Lasn is of Eston­ian extrac­tion. The Baltic States have a strong fas­cist and anti-Semitic back­ground. (Lithua­nia became the world’s sec­ond fas­cist coun­try in 1925.) Notice which direc­tion his fam­ily fled as the war ground down to a conclusion!

Are Lasn’s busi­ness enter­prises under­writ­ten by the Bor­mann cap­i­tal network?
There's no point in mounting a counter-argument to such ludicrous bigotry.

I've never purchased an issue of Adbusters, although I recall sort of liking what I had skimmed. At any rate, the magazine hardly directs the movement -- in fact, near as I can tell, nothing directs the movement; that's the problem. As we've seen in an earlier post, the real origin story traces back to two activists from Spain who hit upon the idea of recreating something like the M-15 movement in New York City.

Wait. Spain? The home of Francisco Franco? The place where Otto Skorzeny hatched his post-war plots? Oh...my...god. This thing goes deeper than I thought! All of those M-15 demonstrators must be...NAZIS! AIEEE!!!

I may have told you people this story before: I once had a freemasonic friend who was fiercely paranoid about those horrible awful Cat-licks, and a Catholic friend who was fiercely paranoid about those horrible awful freemasons. One day, in the spirit of Puck, I arranged for them to get together for a chat. They got along splendidly. Paranoia is a sort of brotherhood, even when people aim their fears at conflicting targets. In the same puckish spirit, I'd like to see Daverino and Xymphora (whoever the hell he actually is) get together for coffee and donuts; they're more alike than either man would ever admit.

Let's get back to the Fox Newsers. Don't you love hearing those guys castigate the OWS crowd for their strident rhetoric and disunifying speech? (See Jon Stewart's compilation on this topic, here.)

In that light, I'd like to remind you folks of the teabagger antics from just last year: Violence, paranoia, threats, militias, calls for secession, calls to "gather your armies" against Washington. You wanna talk strident?

5 comments:

Anonymous said...

i posted a comment in response to the emory article, which is frankly bizarre. (i had only posted once however my comment was there, then it wasn't, and then it was there again, and then it wasn't there again. emory, apparently, is now taking a hiatus from producing his 'FTR' pieces due to the stress of work.)

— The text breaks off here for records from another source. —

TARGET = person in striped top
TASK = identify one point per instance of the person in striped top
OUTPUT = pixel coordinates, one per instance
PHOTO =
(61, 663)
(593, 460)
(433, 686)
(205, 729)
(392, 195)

emory has done some very good work in the past, but much of his current production crosses the border of active psychosis. 'underground nazis' are everywhere: they control our media; they control the banking industry; they control our foreign policy. every transaction, political or economic, is seen through the inverted, anti-semitism prism. his libel of lasn is typical. lasn is of baltic heritage; there were fascists in the baltic states; therefore lasn is a fascist. (lasn's criticism of israeli policy vis-a-vis gaza is just further evidence of his incontrovertibly 'extreme anti-semitism.') of course the same superficial 'allegation' could be leveled against anyone of european heritage since there were fascist sympathizers or active collaborators in every european state from portugal to lithuania. this smells like that nut d.goldhagen's hypothesis on steroids, everyone being 'hitler's willing' so-and-sos.

Joseph Cannon said...

Goldhagen often argues beyond the evidence; bias -- particularly bias against Catholics and Muslims -- often gets the better of him. I can disagree with him without calling him a nut.

Emory, on the other hand...

Anonymous said...

First of all, Joe, that coy Canuck Xymphora (the original blogger from years back) hasn't been running his site since about 2008. His replacement, after curiously switching the comment section to a different hosting service whose texts are very difficult to archive, revamped the blog to be All Things Anti-Israel ALL THE TIME, whereas previously the blog had been a genuinely valuable respository of a wide variety of conspiracy-aware insights into current events.

Methinks it's now just another Mossad web-honeypot, sucking up frequent visitors' ip addresses for future mischievious/maleveolent reference purposes.

As for Mr. Emory, I'd classify him as a past-shelf-date, Alex Constantine wannabe, lacking the cyberglitz and chutzpah of his still-prolific hero and, comparably, hopelessly mired in the woefully incomplete (though still useful at times) Nazi-sniffing Zeitgeist of the late Mae Brussel.

Andy Tyme

Joseph Cannon said...

Andy, the remark about AC is ridiculous, since Emory came first -- way first. The influence, if any, probably worked the other way 'round.

Xymphora used to be worth reading until he went off his coconut on the subject of all things Jewish. A sad case, that. I see no evidence that there has been more than one person writing that column -- although to be frank, I haven't checked it in a long while.

Alessandro Machi said...

m,

correct me if I am wrong but the Kuran disdains any interest rate charges whereas western civilization embraces interest rate charges.

If Jewish people are prominent among western civilization, then there is a foundational difference between "Jews" and "fascists" as it relates to interest rate charges.

At this moment in time, and I stress at this moment in time, interest rate charges are eating up main street. It actually serves the purpose of western civilization business empires to merge together anti-interest rate Kuran based principles with fascism and calling them both anti semitic because it's good for business.

Bankers are destroying main street by forcing anyone who wants a debt restructure to first be declared in default. Then any new debt restructure comes with worse terms than were already in place.

So in this moment in time, again I stress in this moment in time, the fascists who believe in no interest rate charges, or at the very most, a minimalist approach, have a superior viewpoint to wall street bankers who refuse to let go of their "debt restructure first requires a default" approach.

I find myself fearful that the Jewish contingent that is very strong in the financial community will continue to clutch interest rate charges that are ruining main street as their right, no matter how many others are destroyed by this philosophy.